The Kalman filter acceleration IP core provides an estimated speed improvement over software-only solutions of up to 10x.

Kalman filtering is used in sensor-based ADAS as part of the radar tracker in order to smooth out position and velocity measurements obtained from the radar sensors and front-end DSP unit. The development of this IP core follows the guidelines necessary for integration with devices adhering to the ISO 26262 functional safety standard for road vehicles. It supports both classical Kalman filtering (KF) and extended Kalman filtering (EKF), the latter being applicable when there is a non-linear relationship between the target’s Kalman state and the radar measurements.  

The low gate-count architecture of EnSilica’s Kalman Filter acceleration IP core enables the computationally intensive matrix operations involved in Kalman filtering to be cost-effectively offloaded from the CPU. It operates on Range (distance), Doppler (velocity) and Azimuth (positional) measurements and applies Kalman filtering in order to predict the target’s position in the next time interval.

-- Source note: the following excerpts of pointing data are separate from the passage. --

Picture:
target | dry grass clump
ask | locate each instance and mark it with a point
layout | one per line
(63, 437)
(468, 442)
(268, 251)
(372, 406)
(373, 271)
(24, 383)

It combines the radar measurements with a dynamic motion model for enhancing the target position and velocity estimates with forward prediction, allowing false alarm measurements to be discarded. The Kalman Filter acceleration IP core also provides a generic algorithm framework for fusing measurements from different sensors into a single target track.  

For a typical automotive radar system, the new IP core can provide a state update computation in about 10µs. This enables a large number of target tracks to be maintained at any given time, as this level of processing latency is very short compared to a usual radar measurement cycle, which is in the order of a few milliseconds. The core undertakes five main computational steps – setting the initial values, prediction of the state and error co-variance, computation of the Kalman gain, computation of the estimate and computation of the error co-variance – using floating point arithmetic in order to maintain numerical stability and provide identical results to a software implementation. RAM blocks of typically 8Kbits, depending on the matrix dimensions, are used to hold the computational matrices.